Former Chinese security Czar held, under multiple serious crimes investigation

December 7, 2014 2:56 pm0 commentsViews: 58
File Photo:  Zhou Yongkang, former member of the Standing Committee of the Political Bureau of the Chinese Communist Party (CCP) Central Committee.

File Photo: Zhou Yongkang, former member of the Standing Committee of the Political Bureau of the Chinese Communist Party (CCP) Central Committee.

(TibetanReview.net, Dec07, 2014) – A retired Chinese leader who until recently had the country’s judiciary, the police and paramilitary police, as well as the procuratorate and domestic intelligence services under his thumb is now a suspect under investigation for a range of serious criminal offences, including corruption and abuse of power. Zhou Yongkang, who once presided over an annual budget bigger than that for national defence, has now been expelled from the Communist Party of China (CPC) and arrested.

China’s official Xinhua news agency said Dec 6 that the Political Bureau of the CPC Central Committee took that decision and also transferred the suspected criminal case of Zhou, himself a former member of that supreme decision making body in China, and relevant clues to judicial organs for handling according to the law.

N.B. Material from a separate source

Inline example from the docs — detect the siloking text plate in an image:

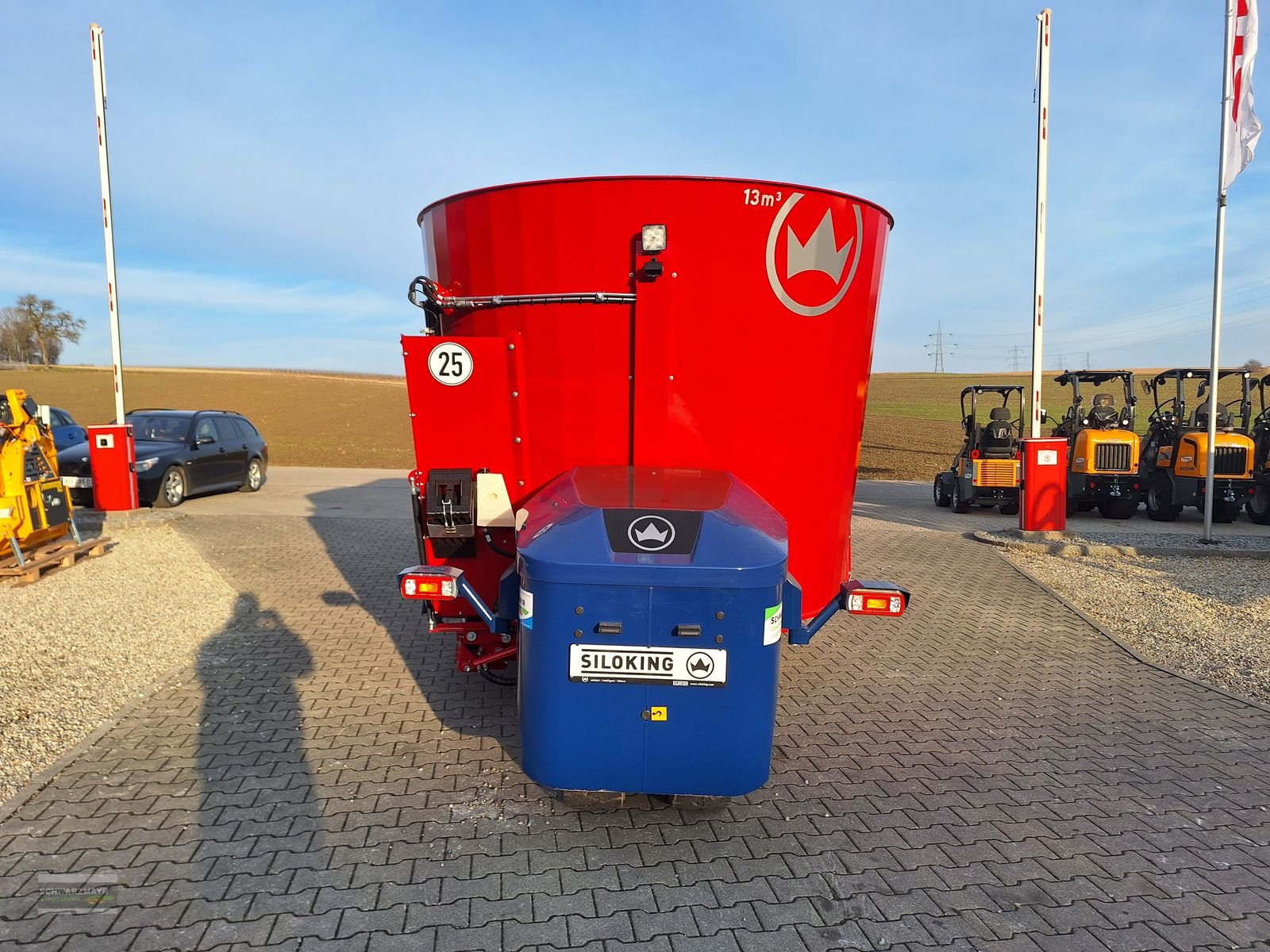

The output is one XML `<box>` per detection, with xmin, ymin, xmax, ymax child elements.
<box><xmin>569</xmin><ymin>645</ymin><xmax>728</xmax><ymax>688</ymax></box>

Under party investigation for severe disciplinary violations thus far, Zhou, 72, has now been formally arrested after the politburo adopted the investigation of his case by the CPC Central Commission for Discipline Inspection (CCDI). Xinhua cited a statement released Dec 6 by the Supreme People’s Procuratorate (SPP) as saying prosecutors had opened an investigation into Zhou’s suspected crimes and decided to arrest him according to the law.

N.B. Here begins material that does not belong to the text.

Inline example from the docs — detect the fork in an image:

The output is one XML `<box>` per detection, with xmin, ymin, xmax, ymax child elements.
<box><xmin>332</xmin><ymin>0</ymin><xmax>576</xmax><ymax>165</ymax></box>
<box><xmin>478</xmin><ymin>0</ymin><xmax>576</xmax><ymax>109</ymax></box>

Xinhua said the CCDI investigation report revealed that Zhou had abused his power to help relatives, mistresses and friends make huge profits from operating businesses, resulting in serious losses of state-owned assets.

He was also found to have leaked the Party’s and country’s secrets. He seriously violated self-disciplinary regulations and accepted a large amount of money and properties personally and through his family, the report added.

Zhou is also found to have committed adultery with a number of women and traded his power for sex and money. The report suggested that he could be investigated for other crimes as well.

The SPP statement was cited as saying what Zhou completely deviated from the Party’s nature and mission, and seriously violated Party discipline; that his behaviors badly undermined the reputation of the Party, significantly damaged the cause of the Party and the people, and have yielded serious consequences.

Xinhua quoted a commentary to be carried by the party mouthpiece People’s Daily Dec 6 as saying the decisions to expel Zhou from the CPC as well as to investigate and arrest him demonstrated that the CPC Central Committee, with Comrade Xi Jinping as the general secretary, had resolved to uphold the Party’s unity and punish corruption. “The decisions won approval from the Party and the people,” the commentary was further quoted as saying, adding the decisions showed that the CPC sticks to the principle that everyone is equal before the law and nothing is off-limits in fighting corruption.

The arrest and expulsion of Zhou from the CCP comes on the back of President Xi’s much-publicised anti-corruption drive, but experts say it is driven more by internal politics within the factionalised ruling party, said an AFP commentary Dec 6 .

Zhou is now set to become the highest ranking official since the infamous Gang of Four – a faction that included the widow of founding leader Mao Zedong – to face prosecution in communist ruled China.

Some reports in overseas Chinese media suggest that Zhou’s downfall may be part of a broader effort by the Xi leadership to purge allies of former president Jiang Zemin, who retains influence over a faction of the Party, said the AFP Commentary.

Zhou was ranked 29th in the 2011 Forbes Magazine’s List of The World’s Most Powerful People, with controlling interests in the state-run oil and private security sectors, noted RFA.com Dec 5.